Yesterday, VP Council met in Oakland and had about 30 minutes with President Napolitano. She openly answered questions posed to her by the group and provided us some brief updates on what's new in the Office of the President. As important as our time with the President was an opportunity to hear what's going on with the unit leaders that sit on VP Council. We never seem to allocate enough time to have a good discussion about topics in common so perhaps we will do better in the future with the scheduling. But it was fun to hear about the programming going on around the state, the policy work underway, and plans in the works for the group. I foresee the new UC ANR Newsletter, Connected, as a great way to share our work not only with external partners and stakeholders but to better acquaint all of us internally with what goes on around us every day.

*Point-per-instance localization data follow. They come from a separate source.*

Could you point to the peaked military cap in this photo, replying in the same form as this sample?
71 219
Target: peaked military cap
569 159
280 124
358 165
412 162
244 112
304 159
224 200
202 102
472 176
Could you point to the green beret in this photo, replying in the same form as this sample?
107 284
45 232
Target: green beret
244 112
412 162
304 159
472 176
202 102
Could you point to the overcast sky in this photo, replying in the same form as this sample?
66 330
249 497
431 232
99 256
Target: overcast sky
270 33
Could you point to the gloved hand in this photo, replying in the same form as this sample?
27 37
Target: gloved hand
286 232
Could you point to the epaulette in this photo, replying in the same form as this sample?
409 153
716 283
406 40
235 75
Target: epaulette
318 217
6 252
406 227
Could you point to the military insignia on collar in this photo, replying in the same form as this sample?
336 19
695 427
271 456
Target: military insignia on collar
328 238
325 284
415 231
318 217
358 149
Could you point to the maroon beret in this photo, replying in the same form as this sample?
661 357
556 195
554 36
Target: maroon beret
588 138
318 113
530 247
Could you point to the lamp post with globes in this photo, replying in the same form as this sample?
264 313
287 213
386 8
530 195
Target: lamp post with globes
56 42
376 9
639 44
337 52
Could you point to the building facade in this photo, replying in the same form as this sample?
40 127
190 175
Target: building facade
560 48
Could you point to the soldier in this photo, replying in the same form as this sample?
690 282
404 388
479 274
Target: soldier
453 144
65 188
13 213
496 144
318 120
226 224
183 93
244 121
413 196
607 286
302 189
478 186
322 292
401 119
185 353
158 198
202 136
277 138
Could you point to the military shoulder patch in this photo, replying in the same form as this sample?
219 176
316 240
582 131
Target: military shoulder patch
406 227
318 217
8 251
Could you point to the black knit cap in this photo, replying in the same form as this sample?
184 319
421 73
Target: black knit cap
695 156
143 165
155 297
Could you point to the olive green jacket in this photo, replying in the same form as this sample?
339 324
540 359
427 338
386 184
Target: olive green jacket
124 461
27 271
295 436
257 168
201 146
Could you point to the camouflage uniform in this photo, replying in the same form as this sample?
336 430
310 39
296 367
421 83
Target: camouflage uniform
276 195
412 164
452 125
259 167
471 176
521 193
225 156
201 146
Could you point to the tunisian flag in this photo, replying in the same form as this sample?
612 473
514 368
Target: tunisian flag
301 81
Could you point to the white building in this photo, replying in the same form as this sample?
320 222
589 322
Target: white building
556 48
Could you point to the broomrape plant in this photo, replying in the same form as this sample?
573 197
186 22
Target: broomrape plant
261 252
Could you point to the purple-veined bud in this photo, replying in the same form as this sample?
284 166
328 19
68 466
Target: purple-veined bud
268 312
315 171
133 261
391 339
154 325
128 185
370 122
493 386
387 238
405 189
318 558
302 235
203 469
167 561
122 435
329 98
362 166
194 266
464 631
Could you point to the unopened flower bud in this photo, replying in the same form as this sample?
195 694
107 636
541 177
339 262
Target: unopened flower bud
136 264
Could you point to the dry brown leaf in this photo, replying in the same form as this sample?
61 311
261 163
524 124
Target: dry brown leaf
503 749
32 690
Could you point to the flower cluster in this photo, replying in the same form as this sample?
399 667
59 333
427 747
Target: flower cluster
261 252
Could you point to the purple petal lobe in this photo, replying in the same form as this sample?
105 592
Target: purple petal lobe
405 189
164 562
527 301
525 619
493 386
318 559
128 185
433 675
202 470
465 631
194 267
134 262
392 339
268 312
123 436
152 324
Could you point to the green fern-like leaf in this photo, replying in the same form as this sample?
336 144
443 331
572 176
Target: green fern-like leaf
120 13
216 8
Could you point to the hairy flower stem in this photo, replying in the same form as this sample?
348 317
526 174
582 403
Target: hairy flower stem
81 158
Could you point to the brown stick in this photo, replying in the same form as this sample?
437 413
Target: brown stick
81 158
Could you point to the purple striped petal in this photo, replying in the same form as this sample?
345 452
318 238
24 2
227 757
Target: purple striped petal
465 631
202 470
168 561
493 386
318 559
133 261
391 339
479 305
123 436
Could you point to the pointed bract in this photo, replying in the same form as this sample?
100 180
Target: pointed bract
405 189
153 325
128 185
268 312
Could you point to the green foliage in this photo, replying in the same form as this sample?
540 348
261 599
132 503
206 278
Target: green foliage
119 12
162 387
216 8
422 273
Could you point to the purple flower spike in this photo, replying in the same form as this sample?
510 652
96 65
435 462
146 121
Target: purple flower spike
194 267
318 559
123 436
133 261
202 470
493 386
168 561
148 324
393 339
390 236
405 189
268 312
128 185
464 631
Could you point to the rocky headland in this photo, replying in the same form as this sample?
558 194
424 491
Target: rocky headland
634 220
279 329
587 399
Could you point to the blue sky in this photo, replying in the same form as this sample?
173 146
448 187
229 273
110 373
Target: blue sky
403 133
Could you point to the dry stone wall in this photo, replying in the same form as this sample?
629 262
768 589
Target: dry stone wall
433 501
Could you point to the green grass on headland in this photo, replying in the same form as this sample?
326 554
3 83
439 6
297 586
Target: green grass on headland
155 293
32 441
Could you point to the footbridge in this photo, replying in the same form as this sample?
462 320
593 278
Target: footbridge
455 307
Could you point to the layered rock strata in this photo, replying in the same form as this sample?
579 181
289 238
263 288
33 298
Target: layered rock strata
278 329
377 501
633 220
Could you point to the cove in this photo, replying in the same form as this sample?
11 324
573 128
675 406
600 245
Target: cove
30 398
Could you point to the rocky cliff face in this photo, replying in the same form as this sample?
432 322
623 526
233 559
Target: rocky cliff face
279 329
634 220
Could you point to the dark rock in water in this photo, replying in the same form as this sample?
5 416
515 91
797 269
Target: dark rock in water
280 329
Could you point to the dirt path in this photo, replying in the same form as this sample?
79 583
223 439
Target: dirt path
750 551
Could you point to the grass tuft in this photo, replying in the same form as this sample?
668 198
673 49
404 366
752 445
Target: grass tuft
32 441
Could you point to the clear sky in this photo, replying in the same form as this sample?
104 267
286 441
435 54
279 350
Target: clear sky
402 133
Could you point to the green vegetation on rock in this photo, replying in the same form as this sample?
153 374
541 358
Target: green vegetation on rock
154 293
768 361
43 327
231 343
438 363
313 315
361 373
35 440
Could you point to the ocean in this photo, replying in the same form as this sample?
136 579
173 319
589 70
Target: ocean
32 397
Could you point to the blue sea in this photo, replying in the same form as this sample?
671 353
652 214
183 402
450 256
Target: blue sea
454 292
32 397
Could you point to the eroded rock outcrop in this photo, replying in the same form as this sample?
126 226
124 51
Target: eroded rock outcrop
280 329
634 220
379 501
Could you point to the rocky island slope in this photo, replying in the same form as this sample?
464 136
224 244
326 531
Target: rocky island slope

Today I spent time with a group that is working to formalize a partnership aimed at enhancing the on-the-ground work they have been engaged in for some time. The California On-Farm Demonstration Network has, through strong partnerships, been successful in demonstrating the benefits of soil health practices as a means of encouraging adoption of those practices across the state. By formalizing the partnership, the group seeks to take the next step in increasing its effectiveness and adoption. Having been part of groups that have initiated such partnerships, I think it is easy to underestimate the time and effort it takes to bring groups together and move in the same direction with a common understanding of roles and responsibilities. While perhaps painful at times, laying the groundwork now will payoff later. I see great opportunities with this group to secure increasing support to expand their efforts so a solid plan and agreement now will have tremendous payoff later.
Tomorrow it's off to Redding for the 4th of 5 information sessions. I haven't chartered a bus for this trip but still thinking about it for other excursions.